RFC 9110 clearly places Accept-Language inside proactive negotiation and clearly permits 406.

However, the RFC also signals that falling back to some usable representation is often the better choice.

Practical Result

This is a real technique, but weaker than Accept as a canonical probe because many servers ignore the constraint and return a default language.

Portability Notes

• Best portability comes from targets that actually publish language variants.
• This technique is weak against endpoints that do not meaningfully vary by language.
• Many deployments prefer default-language success over 406, even when the requested language is unsupported.
• Locale redirects, user-profile settings, and cookies can obscure the RFC-defined signal.

Detection Notes

1. Establish a known-existing target and a known-nonexistent target.
2. Send the same request to both.
3. Add only one manipulator: an Accept-Language value that should be unsatisfiable for the existing target.
4. Compare outcomes.
5. A 406 on the existing target and 404 on the nonexistent target confirms that strict language negotiation can act as an existence trigger.
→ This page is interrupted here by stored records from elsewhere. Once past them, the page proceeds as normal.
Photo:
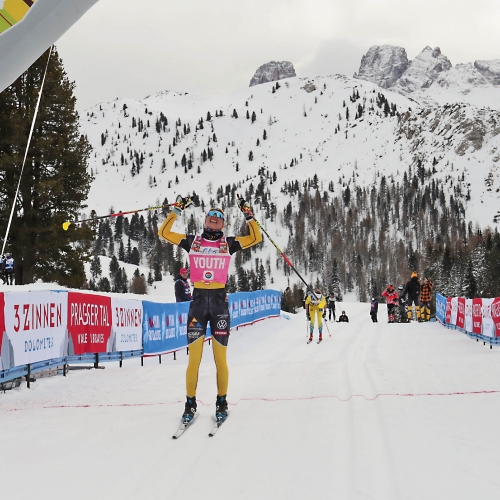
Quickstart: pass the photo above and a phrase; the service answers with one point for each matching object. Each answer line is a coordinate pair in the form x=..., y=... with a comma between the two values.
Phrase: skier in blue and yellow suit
x=315, y=306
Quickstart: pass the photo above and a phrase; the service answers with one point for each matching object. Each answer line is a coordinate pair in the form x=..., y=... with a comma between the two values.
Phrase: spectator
x=343, y=318
x=182, y=287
Relationship to Other Techniques

Versus Accept

• Accept is the cleaner canonical trigger.
• Accept-Language is similar but more often ignored for usability reasons.

Versus Accept-Encoding

• Accept-Language varies semantic content.
• Accept-Encoding varies content coding and is often defeated by identity fallback.

Scope & Limitations

• It does not prove that multiple language variants exist.
• It does not prove that language was the only selection dimension considered.
• It does not prove that the target would be retrievable in any particular default language.
• It only proves that language negotiation reached an existing target strongly enough to fail with 406.